Justice Shah authored the opinion of the Bench on behalf of himself and Justice Abdul Nazeer and Justice Sikri in this case. Justice Shah noted that fair investigation and trial had not been conducted in this case. Upon a perusal of the evidence, Justice Shah held that the conviction was based on the deposition of two prosecution witnesses, without sufficient corroborating evidence. Thus, he held that the fundamental rights of the accused, under Articles 20 and 21 of the Constitution of India, had been infringed. He observed how investigation on other suspected individuals had been omitted while the Accused, who belonged to nomadic tribes, were falsely implicated. Moreover, they had been languishing in jail for 16 years. Justice Shah also relied on reports by a psychiatrist who found that the accused had been made to live in sub-human conditions.

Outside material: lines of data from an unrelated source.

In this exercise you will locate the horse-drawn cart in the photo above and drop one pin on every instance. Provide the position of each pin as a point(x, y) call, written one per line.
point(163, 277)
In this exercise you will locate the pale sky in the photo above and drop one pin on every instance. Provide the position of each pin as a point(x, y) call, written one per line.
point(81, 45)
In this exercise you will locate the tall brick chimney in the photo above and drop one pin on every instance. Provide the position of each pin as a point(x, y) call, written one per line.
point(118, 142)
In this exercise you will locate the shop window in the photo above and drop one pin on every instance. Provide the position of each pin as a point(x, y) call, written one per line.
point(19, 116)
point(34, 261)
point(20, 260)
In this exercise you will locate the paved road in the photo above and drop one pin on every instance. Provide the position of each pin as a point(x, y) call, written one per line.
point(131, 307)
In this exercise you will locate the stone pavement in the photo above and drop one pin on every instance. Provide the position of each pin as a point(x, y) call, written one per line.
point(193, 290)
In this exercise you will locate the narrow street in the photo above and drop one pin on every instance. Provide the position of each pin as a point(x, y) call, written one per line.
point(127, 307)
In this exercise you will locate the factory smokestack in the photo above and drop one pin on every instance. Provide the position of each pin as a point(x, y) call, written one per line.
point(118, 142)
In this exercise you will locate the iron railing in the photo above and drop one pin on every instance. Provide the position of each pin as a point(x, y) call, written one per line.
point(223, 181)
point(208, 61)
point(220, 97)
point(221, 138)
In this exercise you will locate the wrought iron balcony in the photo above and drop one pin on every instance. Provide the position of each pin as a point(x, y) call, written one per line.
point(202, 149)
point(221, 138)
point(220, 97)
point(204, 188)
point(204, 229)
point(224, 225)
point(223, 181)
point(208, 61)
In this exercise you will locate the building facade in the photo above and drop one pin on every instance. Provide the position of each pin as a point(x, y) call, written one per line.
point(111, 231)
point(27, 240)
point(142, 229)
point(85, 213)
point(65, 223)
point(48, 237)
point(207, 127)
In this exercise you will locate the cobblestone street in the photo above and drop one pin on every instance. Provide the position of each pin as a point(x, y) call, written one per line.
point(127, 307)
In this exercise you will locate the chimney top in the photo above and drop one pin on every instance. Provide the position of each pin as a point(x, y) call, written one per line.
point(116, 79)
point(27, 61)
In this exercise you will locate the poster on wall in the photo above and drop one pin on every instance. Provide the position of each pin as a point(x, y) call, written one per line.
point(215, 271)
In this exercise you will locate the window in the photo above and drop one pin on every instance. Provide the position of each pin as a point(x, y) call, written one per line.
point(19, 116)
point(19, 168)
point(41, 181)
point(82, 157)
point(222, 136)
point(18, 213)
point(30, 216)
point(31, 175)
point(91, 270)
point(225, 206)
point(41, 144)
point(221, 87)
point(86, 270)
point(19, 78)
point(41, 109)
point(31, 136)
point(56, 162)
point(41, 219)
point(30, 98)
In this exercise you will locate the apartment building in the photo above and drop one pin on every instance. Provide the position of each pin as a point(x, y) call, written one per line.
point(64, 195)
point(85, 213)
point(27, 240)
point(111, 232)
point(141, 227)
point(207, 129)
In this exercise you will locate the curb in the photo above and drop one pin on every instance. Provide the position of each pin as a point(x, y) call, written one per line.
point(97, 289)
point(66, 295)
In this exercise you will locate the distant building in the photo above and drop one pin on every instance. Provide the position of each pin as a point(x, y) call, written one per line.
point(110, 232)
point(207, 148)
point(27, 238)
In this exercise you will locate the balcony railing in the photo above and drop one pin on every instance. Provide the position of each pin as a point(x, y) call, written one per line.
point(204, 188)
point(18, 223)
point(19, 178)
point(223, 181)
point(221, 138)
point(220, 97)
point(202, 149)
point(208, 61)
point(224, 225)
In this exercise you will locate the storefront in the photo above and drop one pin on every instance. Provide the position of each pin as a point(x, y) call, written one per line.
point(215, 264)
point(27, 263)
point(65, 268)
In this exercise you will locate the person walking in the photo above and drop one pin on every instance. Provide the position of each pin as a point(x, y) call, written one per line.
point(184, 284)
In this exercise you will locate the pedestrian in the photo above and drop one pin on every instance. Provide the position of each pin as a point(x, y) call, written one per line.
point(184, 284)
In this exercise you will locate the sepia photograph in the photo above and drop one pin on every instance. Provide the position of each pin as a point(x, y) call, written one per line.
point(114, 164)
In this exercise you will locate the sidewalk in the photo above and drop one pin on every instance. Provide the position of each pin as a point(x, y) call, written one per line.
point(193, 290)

Upon these findings, he directed the Chief Secretary and Home Department to identify the erring officers/officials, responsible for negligent prosecution and ordered further investigation. He acquitted all the six accused.
In The State of Madhya Pradesh v Laxmi Narayan and Ors. the Respondents were charged with an attempt to murder. The High Court, in the exercise of its power to quash proceedings under Section 482 of Code of Criminal Procedure, 1973 (CrPC), had quashed the criminal proceedings on the ground that the Accused and the complainant had settled the disputes amicably. The State of Madhya Pradesh preferred an appeal against this order.

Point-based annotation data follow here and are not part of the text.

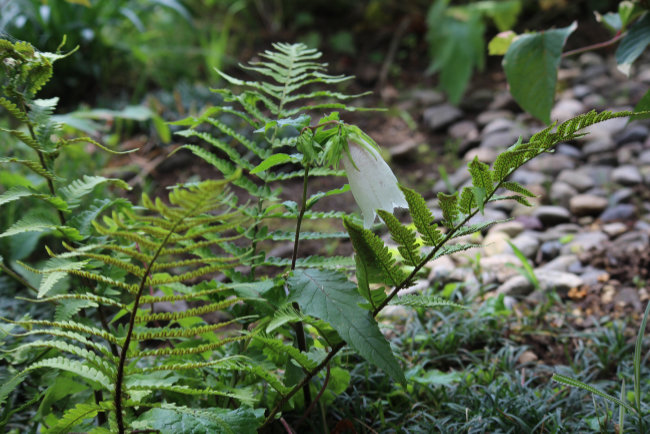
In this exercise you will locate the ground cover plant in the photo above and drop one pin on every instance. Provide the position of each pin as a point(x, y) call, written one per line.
point(279, 351)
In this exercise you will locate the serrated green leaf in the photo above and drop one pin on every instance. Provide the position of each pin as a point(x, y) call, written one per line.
point(403, 236)
point(531, 65)
point(330, 296)
point(271, 161)
point(449, 205)
point(426, 301)
point(633, 44)
point(170, 419)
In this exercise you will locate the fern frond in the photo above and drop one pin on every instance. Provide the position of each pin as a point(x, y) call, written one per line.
point(315, 261)
point(176, 316)
point(425, 301)
point(280, 347)
point(179, 352)
point(73, 417)
point(77, 337)
point(75, 367)
point(404, 237)
point(77, 189)
point(13, 110)
point(374, 253)
point(66, 325)
point(93, 359)
point(31, 165)
point(422, 217)
point(238, 394)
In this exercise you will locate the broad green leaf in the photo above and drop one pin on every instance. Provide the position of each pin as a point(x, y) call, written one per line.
point(633, 44)
point(499, 45)
point(171, 419)
point(273, 160)
point(330, 296)
point(79, 188)
point(531, 65)
point(643, 105)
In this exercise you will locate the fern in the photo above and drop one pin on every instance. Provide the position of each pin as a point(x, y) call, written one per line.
point(193, 213)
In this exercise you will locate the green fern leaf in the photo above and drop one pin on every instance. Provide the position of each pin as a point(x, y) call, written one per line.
point(422, 217)
point(39, 222)
point(77, 189)
point(73, 417)
point(424, 301)
point(450, 209)
point(375, 255)
point(404, 237)
point(31, 165)
point(75, 367)
point(18, 192)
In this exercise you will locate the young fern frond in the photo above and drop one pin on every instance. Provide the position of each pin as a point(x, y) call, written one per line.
point(137, 248)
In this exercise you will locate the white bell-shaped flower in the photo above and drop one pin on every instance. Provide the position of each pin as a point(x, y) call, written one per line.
point(373, 184)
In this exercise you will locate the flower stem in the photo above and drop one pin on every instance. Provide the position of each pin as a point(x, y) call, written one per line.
point(299, 328)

Justice Shah authored the opinion of the Court on behalf of himself, Justice Nazeer and Justice Sikri. Justice Shah noted that the High Court had erred in overlooking the nature of the offence. The offences alleged in the case were non-compoundable as per Section 320 of the CrPC, noted Justice Shah. Given this, the High Court had mechanically quashed the proceedings while investigations were underway.

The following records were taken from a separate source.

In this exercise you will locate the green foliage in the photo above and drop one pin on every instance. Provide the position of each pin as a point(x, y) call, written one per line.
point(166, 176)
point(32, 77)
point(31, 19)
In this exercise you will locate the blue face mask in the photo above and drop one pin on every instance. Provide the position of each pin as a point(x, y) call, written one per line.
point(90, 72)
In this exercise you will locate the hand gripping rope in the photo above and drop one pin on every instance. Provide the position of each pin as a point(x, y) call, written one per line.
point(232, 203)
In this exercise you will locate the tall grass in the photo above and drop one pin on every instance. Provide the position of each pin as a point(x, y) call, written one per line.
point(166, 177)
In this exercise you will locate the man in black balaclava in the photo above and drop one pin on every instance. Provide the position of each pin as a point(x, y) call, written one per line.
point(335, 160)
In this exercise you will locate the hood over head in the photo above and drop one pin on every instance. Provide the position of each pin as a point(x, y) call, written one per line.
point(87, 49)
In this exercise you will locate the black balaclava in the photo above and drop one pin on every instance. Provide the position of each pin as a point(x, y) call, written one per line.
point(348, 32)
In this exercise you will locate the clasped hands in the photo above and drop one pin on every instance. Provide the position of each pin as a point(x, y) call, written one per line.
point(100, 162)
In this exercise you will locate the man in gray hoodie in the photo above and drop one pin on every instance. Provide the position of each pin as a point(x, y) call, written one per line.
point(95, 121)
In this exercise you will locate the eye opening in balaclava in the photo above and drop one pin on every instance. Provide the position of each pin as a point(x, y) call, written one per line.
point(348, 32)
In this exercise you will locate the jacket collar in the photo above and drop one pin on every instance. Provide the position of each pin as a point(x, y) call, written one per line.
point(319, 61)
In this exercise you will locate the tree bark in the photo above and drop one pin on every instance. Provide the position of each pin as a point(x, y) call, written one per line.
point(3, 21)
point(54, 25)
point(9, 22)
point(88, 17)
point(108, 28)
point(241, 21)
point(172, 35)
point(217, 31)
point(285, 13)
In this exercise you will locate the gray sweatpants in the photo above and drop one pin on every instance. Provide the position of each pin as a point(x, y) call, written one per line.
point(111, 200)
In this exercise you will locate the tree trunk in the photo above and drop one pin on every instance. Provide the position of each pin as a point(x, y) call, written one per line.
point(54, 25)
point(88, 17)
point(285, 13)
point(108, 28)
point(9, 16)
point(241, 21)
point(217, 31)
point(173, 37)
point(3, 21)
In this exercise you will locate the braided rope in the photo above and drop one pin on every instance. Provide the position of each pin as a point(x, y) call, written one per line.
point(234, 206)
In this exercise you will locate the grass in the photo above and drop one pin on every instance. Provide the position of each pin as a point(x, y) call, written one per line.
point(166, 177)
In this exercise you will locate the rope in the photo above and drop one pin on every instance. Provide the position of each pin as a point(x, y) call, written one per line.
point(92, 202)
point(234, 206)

He also observed that the issues involved in this case were like a social wrong. Thus, the Court set aside the order of the High Court while holding that criminal proceedings for heinous and serious offences and having a serious impact on society cannot be quashed, under Section 482 of CrPC.
In West UP Sugar Mills Association and Ors. v The State of Uttar Pradesh and Ors, the question was whether the State and central legislation relating to sugar cane pricing conflicted with each other. Against this context, the Court specifically examined whether the State of Uttar Pradesh had the power to fix a State Advised Price (“SAP”) over and above what is prescribed by the Union Government. The question was referred to a Constitution Bench consisting of Justices Shah, Arun Mishra, Indira Banerjee, Vineet Saran and Aniruddha Bose by a 3-judge bench. The smaller 3-judge Bench felt that two of its previous decisionsTika Ramji and Ors. v The State of Uttar Pradesh and U.P. Cooperative Cane Unions Federations v West U.P. Sugar Mills Association and Ors, were in conflict with each other on the above questions and it needed to be conclusively settled by a larger 7-judge Bench.
Writing the judgment on behalf of the Constitution Bench, Justice Shah held that there was no conflict between earlier judgments of the Court. More importantly, he held that both Central and State legislation could operate hand in hand. While the Centre retained the power to fix the “minimum price”, States were empowered to fix the “advised price”, as long as such advised price was higher than the minimum price.
Thus, the Court held that as long as this principle was followed, the State legislations need not be struck down. Nevertheless, if a State decided to prescribe a price lower than that mentioned in the Central legislation, then such State legislation shall be void.